Employing a detailed FS process, both basic statistical correlations and sophisticated techniques such as forward selection and backward elimination were examined. This strategy confirmed that the selection of distinctive features from the original pool, rather than using a uniform set for all responses, is required to achieve good accuracy, see Table 2. This result is obviously relevant to architectural design, providing a means to support design decisions with quantifiable measurement derived from the machine learning (ML) methodology.
The issue of dataset insufficiency was addressed by analyzing four distinct data synthesis algorithms to effectively enhance the dataset since generating a sufficiently large dataset is always a costly necessity for ML learning applications in architectural and structural design. As the quality of the synthetic data was rigorously evaluated through novel AI methodologies, although all the proposed algorithms performed reasonably well, the GCGAN achieved the highest overall quality score, while the VAE comparatively yielded the lowest score. It was ensured that these methodologies were validated with public datasets for replicability. In this work, the fidelity measurement was based on the AI’s application in preserving column shape and correlation trends, and on the subsequent learning capabilities of an RF regressor.
A thorough assessment of data fidelity showcased the GC algorithm as particularly effective for synthesizing data across three crucial responses, primarily due to its computational efficiency and user-friendliness. On the other hand, the other three algorithms displayed greater complexity, demanding substantial hyperparameter tuning to generate high-quality data, often requiring an extensive number of epochs. Ultimately, by balancing quality score and ease of use, the GC has demonstrated the highest proficiency in synthesizing data for three responses, with GCGAN excelling in the remaining two. Conversely, VAE yielded comparatively inferior outcomes. Furthermore, the RF ML algorithm showed stable performance over a variety of cross-validation methods when tested on synthetic data, although a marginal decrease in the coefficient of determination on the augmented dataset versus the original must be acknowledged. The increased time efficiency and simplicity of this approach require attentive consideration by the designer in the context of AI’s application in engineering.
The limitations due to the dataset’s size and diversity were acknowledged, highlighting the need for more comprehensive datasets to improve AI’s applicability in architectural design. Future work will aim to incorporate datasets generated from dynamic numerical simulations and explore alternative feature sampling methods, such as randomly generated floor plans or varying building heights selected by a Latin hypercube algorithm. These efforts will further demonstrate the methodological rigor and real-world application of AI in engineering.

Supplementary Materials

The following supporting information can be downloaded at: https://www.mdpi.com/article/10.3390/buildings14041118/s1.

Author Contributions

Conceptualization, P.K., A.G. and A.E.; methodology, P.K., A.G. and A.E.; software, P.K. and A.G.; validation, P.K. and A.G.; formal analysis, P.K., A.G. and A.E.; investigation, P.K., A.G. and A.E.; resources, P.K. and A.G.; data curation, P.K., A.G. and A.E.; writing—original draft preparation, P.K., A.G. and A.E.; writing—review and editing, P.K., A.G. and A.E.; visualization, P.K., A.G. and A.E.; supervision, A.G. and A.E.; project administration, P.K., A.G. and A.E. All authors have read and agreed to the published version of the manuscript.

Funding

This research received no external funding.

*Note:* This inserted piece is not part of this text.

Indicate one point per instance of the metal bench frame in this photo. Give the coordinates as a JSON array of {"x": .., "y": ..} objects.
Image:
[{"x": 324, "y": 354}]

Data Availability Statement

The raw data supporting the conclusions of this article will be made available by the authors on request.

Conflicts of Interest

The authors declare no conflicts of interest.

References

Farrar, C.R.; Worden, K. Structural Health Monitoring: A Machine Learning Perspective; John Wiley & Sons: Hoboken, NJ, USA, 2012. [Google Scholar]
Hyde, R. Computer-Aided Architectural Design and The Design Process; Taylor & Francis: Abingdon, UK, 2016; pp. 255–256. [Google Scholar]
Sun, H.; Burton, H.V.; Huang, H. Machine learning applications for building structural design and performance assessment: State-of-the-art review. J. Build. Eng. 2021, 33, 101816. [Google Scholar] [CrossRef]
Zheng, H.; Moosavi, V.; Akbarzadeh, M. Machine learning assisted evaluations in structural design and construction. Autom. Constr. 2020, 119, 103346. [Google Scholar] [CrossRef]
Özerol, G.; Arslan Selçuk, S. Machine learning in the discipline of architecture: A review on the research trends between 2014 and 2020. Int. J. Archit. Comput. 2023, 21, 23–41. [Google Scholar] [CrossRef]
Brown, N.; De Oliveira, J.I.F.; Ochsendorf, J.; Mueller, C. Early-stage integration of architectural and structural performance in a parametric multi-objective design tool. In Proceedings of the 3rd Annual Conference on Structures and Architecture, Guimarães, Portugal, 27–29 July 2016; pp. 27–29. [Google Scholar]
Elnimeiri, M.; Almusharaf, A. The interaction between sustainable structures and architectural form of tall buildings. Int. J. Sustain. Build. Technol. Urban Dev. 2010, 1, 35–41. [Google Scholar] [CrossRef]
Park, S.M.; Elnimeiri, M.; Sharpe, D.C.; Krawczyk, R.J. Tall building form generation by parametric design process. In Proceedings of the CTBUH 2004 Conference, Seoul, Republic of Korea, 10–13 October 2004; pp. 10–13. [Google Scholar]
Asadi, E.; Salman, A.M.; Li, Y. Multi-criteria decision-making for seismic resilience and sustainability assessment of diagrid buildings. Eng. Struct. 2019, 191, 229–246. [Google Scholar] [CrossRef]
Scaramozzino, D.; Albitos, B.; Lacidogna, G.; Carpinteri, A. Selection of the optimal diagrid patterns in tall buildings within a multi-response framework: Application of the desirability function. J. Build. Eng. 2022, 54, 104645. [Google Scholar] [CrossRef]
Ali, M.M.; Al-Kodmany, K. Tall buildings and urban habitat of the 21st century: A global perspective. Buildings 2012, 2, 384–423. [Google Scholar] [CrossRef]
Kazemi, P.; Afghani, R.; Tahcildoost, M. Investigating the effect of architectural form on the structural response of lateral loads on diagrid structures in tall buildings. In Proceedings of the 5th International Conference on Architecture and Built Environment with AWARDs Book of Abstracts, Venice, Italy, 22–24 May 2018; pp. 25–34. [Google Scholar]
Khoraskani, R.; Kazemi, P.; Tahsildoost, M. Adaptation of Hyperboloid Structure for High-Rise Buildings with Exoskeleton. In Proceedings of the 5th International Conference on Architecture and Built Environment with AWARDs Book of Abstracts, Venice, Italy, 22–24 May 2018; pp. 62–71. [Google Scholar]
Ali, M.M.; Moon, K.S. Advances in structural systems for tall buildings: Emerging developments for contemporary urban giants. Buildings 2018, 8, 104. [Google Scholar] [CrossRef]
Danhaive, R.; Mueller, C.T. Design subspace learning: Structural design space exploration using performance-conditioned generative modeling. Autom. Constr. 2021, 127, 103664. [Google Scholar] [CrossRef]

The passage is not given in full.